JUDICIAIRE : L’année des remous au sommet et du départ de Bernard Sik Yuen

Le judiciaire en 2013 a été principalement marqué par les remous au sommet même de ce secteur, qui semblait être le symbole de la sérénité tant que les relations entre les Brother Judges paraissaient toujours bonnes. L’année se termine également avec la fin de la carrière de Bernard Sik Yuen, qui fête aujourd’hui, 31 décembre, ses 67 ans. Il part donc à la limite de l’âge autorisé par la loi pour opérer comme juge.
L’année a débuté de manière tonitruante avec l’affaire Nandanee Soornack, une femme d’affaires, de surcroît activiste rouge. Cette femme avait tiré elle-même la première balle, avec une motion logée devant le juge en chambre le samedi 5 janvier. Elle avait recherché et obtenu un gagging order intérimaire qu’a émis le juge Bushan Domah, selon lequel il était interdit à la presse d’évoquer des détails ayant trait à sa personne et aux membres de sa famille.
Les journaux concernés, à savoir les groupes de presse La Sentinelle Ltée et Le Mauricien Ltd, ont vite réagi. Le juge Domah devait se récuser par la suite. Il a expliqué sa position par la déclaration suivante : « In view of the nature of the press coverage I have received since the very beginning which continued apace after my decision on the interim order, from some of the respondents (le groupe Le Mauricien et l’express) and those supporting their position in this case, which coverage has tended to put in doubt my integrity, impartiality and independence in handling this case, I am recusing myself to hear it further. »

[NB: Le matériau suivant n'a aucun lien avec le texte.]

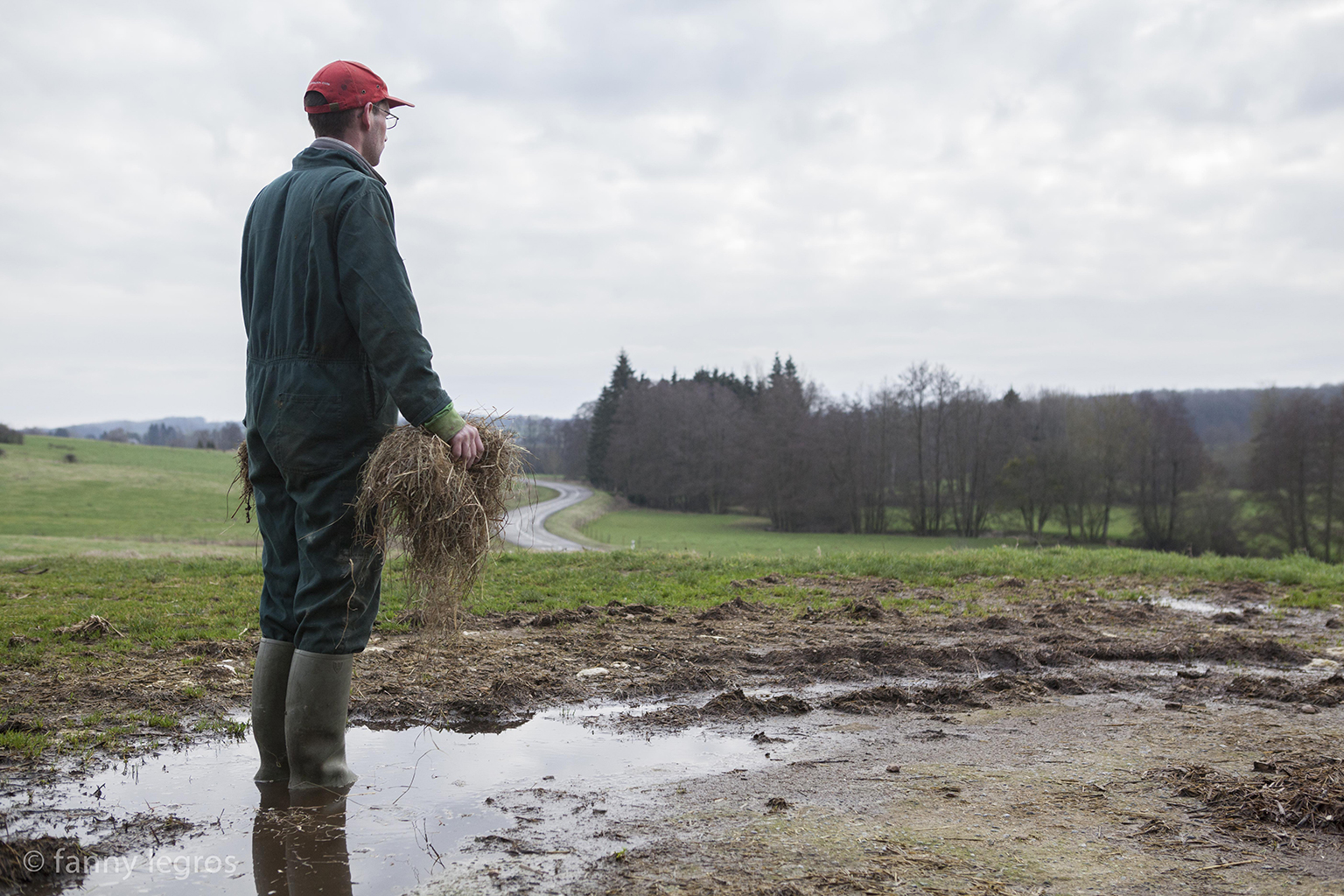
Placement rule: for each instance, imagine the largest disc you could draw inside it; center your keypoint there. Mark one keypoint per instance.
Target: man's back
(327, 304)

Bushan Domah a été remplacé par le juge Eddy Balancy. Le 7 février, celui-ci a rendu son jugement longuement motivé (d’une vingtaine de pages). Le juge Balancy privilégie la liberté d’expression en s’appuyant sur un précédent raisonnement de Lord Denning à l’effet que la fonction de la cour n’est pas d’agir en tant que censeur de la presse. Par rapport aux trois enfants de Nandanee Soornack, le jugement souligne que deux sont en âge de se défendre sans avoir besoin de l’aide de la mère. En ce qui concerne le troisième, qui est en bas âge, le juge a émis un ordre interlocutoire « restraining the respondents (le groupe Le Mauricien et l’express) from publishing or causing to publish anything further about the minor child » en attendant les conclusions du Main Case logé entretemps.
Un banal accident entre deux voitures a causé des remous politico-judiciaires. L’une des deux voitures était conduite par l’Attorney General Yatin Varma, qui aurait asséné des coups à l’autre conducteur, Florent Jeannot. Outre Me Varma, le président de la MPA, Maurice Allet et le PPS Reza Issac auraient usé de leurs bons offices pour plaider la cause de l’ex-AG et pousser le jeune homme à revenir sur sa version donnée à la police. Les crimes en col blanc avec en tête les Ponzi Schemes ont beaucoup animé certains de nos tribunaux de district, devant lesquels ont dû comparaître pas moins de 72 suspects, qui ont été inculpés pour la plupart de détournement et de blanchiment d’argent.
A un tout autre niveau, le vote d’un projet de loi, la Criminal Appeal Amendment Act, permettra à la Cour suprême d’entendre des appels logés par le DPP qui ne disposait pas de pouvoir pour faire appel contre un jugement de celle-ci. Pour le gouvernement, cela constituait une anomalie et des pouvoirs devraient lui être octroyés. Mais le DPP ne pourra le faire que « when fresh and compelling evidence comes to light ». L’introduction de cette loi permet également au DPP ou à un accusé de demander un nouveau procès devant une Cour d’appel.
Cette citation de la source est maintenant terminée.